Gainesville and Hall County employees are starting a program that will help babies as soon as they enter the world.
The Gainesville-Hall County Community Service Center will work with Northeast Georgia Medical Center and Hall County Family Connection Network to reduce child abuse and neglect by approaching all first-time parents who give birth at the medical center. The groups are joining forces thanks to a $274,000 grant awarded in August from the Governor’s Office for Children and Families.
Phillippa Lewis Moss, director of the service center, gave a presentation to City Council members Thursday morning to discuss how the program will work starting Jan. 1.
“I want to show the crux of why we want to do what we do,” she said while pointing to a brain scan of two infants. “The one on the left with a highlighted area at the temporal lobe has good parenting with a well-developed and stimulated brain. This person will be a productive citizen who contributes to our community.”
The brain on the left, which had dark spots on the temporal lobes, showed poor stimulation and possible exposure to violence, neglect and improper nourishment as a child, she said.
“This infant is one who costs the nation up to $33 billion per year in special education, juvenile court programs and social services,” Moss said. “It’s not impossible but more challenging and expensive to serve these children later.”
Under the new program called “Building Better Babies,” the current four programs First Steps, Healthy Families, Promoting Safe and Stable Families and Home Based Family Support will merge into one program to help all new parents with assessment, early, intermediate and intensive intervention services.
“The negative effects are not always an act of malice. Often we have parents who are unfamiliar with the territory of parenting,” she said. “Home visitation is the most powerful form of intervention in the entire country, and we’ll help teach parents the development milestones so they know when their child should be crawling, walking and speaking. When the child is not developing at that level, they know where to go to get assistance.”
City Council members were excited to hear about the collaboration efforts and the possibility of more federal funding in the future.
“These programs reemphasize the thought that you either spend money on the beginning of life or later,” council member Myrtle Figueras said. “Society has emphasized jails and drugs so much that if we were to start here and emphasize this piece of life, we wouldn’t have to build so much later. I see nothing but good with this program.”

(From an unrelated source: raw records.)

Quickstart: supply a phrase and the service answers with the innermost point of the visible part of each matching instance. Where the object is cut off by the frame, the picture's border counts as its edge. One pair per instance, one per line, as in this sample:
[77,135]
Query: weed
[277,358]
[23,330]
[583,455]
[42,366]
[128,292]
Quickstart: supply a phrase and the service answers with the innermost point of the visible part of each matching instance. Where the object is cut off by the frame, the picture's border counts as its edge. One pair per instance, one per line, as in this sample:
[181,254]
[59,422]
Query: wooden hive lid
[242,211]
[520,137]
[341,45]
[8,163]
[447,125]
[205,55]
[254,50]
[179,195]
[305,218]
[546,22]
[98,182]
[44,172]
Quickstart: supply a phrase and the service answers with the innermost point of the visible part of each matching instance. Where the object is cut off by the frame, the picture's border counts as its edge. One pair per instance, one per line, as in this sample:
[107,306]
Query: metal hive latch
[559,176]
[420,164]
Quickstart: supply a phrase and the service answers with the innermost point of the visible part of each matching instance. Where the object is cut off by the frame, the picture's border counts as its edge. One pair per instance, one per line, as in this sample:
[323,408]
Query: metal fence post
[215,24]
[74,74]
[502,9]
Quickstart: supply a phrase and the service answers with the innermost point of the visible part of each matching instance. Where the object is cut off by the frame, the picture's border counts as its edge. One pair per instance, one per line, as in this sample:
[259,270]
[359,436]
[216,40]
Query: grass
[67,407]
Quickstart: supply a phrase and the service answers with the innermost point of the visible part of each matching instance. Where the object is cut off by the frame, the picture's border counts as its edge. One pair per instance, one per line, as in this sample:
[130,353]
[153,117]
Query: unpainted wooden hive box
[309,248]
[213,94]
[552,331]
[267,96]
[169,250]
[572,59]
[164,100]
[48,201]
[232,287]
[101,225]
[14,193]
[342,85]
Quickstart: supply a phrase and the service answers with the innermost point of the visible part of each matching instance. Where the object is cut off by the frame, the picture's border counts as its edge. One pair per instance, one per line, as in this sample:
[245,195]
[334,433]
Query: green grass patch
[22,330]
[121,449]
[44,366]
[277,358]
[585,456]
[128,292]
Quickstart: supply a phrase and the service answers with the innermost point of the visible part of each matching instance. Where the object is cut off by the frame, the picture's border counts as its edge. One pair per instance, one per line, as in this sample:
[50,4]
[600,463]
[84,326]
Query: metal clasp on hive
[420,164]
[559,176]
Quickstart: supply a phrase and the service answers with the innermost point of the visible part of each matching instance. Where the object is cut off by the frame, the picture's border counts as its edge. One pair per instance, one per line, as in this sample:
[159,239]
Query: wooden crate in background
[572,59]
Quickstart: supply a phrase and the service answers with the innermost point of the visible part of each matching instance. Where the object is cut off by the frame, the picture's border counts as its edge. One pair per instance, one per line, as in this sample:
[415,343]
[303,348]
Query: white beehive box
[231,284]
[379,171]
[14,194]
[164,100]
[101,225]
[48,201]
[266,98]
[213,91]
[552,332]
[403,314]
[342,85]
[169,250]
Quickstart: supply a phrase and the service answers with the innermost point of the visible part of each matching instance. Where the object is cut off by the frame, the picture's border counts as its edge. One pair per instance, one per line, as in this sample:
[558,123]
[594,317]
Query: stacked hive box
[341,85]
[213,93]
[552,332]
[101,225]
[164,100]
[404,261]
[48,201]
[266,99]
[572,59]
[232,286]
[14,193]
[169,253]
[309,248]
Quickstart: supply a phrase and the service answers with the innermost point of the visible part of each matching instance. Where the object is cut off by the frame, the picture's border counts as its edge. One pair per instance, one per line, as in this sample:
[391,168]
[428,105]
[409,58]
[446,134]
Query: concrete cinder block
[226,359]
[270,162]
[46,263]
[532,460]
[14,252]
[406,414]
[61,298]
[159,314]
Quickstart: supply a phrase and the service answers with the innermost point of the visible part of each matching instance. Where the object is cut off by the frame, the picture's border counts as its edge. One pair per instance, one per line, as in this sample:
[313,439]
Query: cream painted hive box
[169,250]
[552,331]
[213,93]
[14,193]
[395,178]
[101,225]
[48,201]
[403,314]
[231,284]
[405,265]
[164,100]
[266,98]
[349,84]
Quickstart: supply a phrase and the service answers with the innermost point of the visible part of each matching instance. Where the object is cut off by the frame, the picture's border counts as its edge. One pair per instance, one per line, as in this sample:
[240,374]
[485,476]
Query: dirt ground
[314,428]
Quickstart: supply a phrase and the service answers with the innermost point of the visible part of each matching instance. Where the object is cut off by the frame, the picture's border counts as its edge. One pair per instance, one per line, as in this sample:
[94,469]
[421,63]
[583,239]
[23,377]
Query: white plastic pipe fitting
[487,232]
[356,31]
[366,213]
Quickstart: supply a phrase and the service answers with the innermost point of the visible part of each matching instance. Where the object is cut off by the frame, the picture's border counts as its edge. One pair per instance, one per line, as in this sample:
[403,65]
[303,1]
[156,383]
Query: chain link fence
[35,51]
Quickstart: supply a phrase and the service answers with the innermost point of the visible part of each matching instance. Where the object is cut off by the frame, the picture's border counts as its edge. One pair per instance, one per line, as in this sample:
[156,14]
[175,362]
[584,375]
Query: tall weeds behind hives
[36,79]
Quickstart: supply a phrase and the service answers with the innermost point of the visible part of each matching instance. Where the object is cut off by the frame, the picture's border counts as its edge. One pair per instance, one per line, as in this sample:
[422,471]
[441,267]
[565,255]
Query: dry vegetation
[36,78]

The grant will help the program get started for the next three years, and Moss plans to pursue additional funding to keep it going in fiscal year 2014.
“The coordination puts us in a strategic position to better compete for funds. There are a lot of federal dollars for home visitation programs, and by merging our services we’re in a much better position,” Moss said. “The onus is on us over the next 36 months to secure those funds. We need your blessing to continue the program and leave us to put the pieces of the financial puzzle together.”
The council members agreed that Moss and hospital coordinators should move full speed ahead.
“I’ve always been a strong believer that an ounce of prevention is worth a pound of cure,” council member George Wangemann said. “If we train our families, that will spread throughout the community and become a common part of Gainesville in the way we take care of babies.”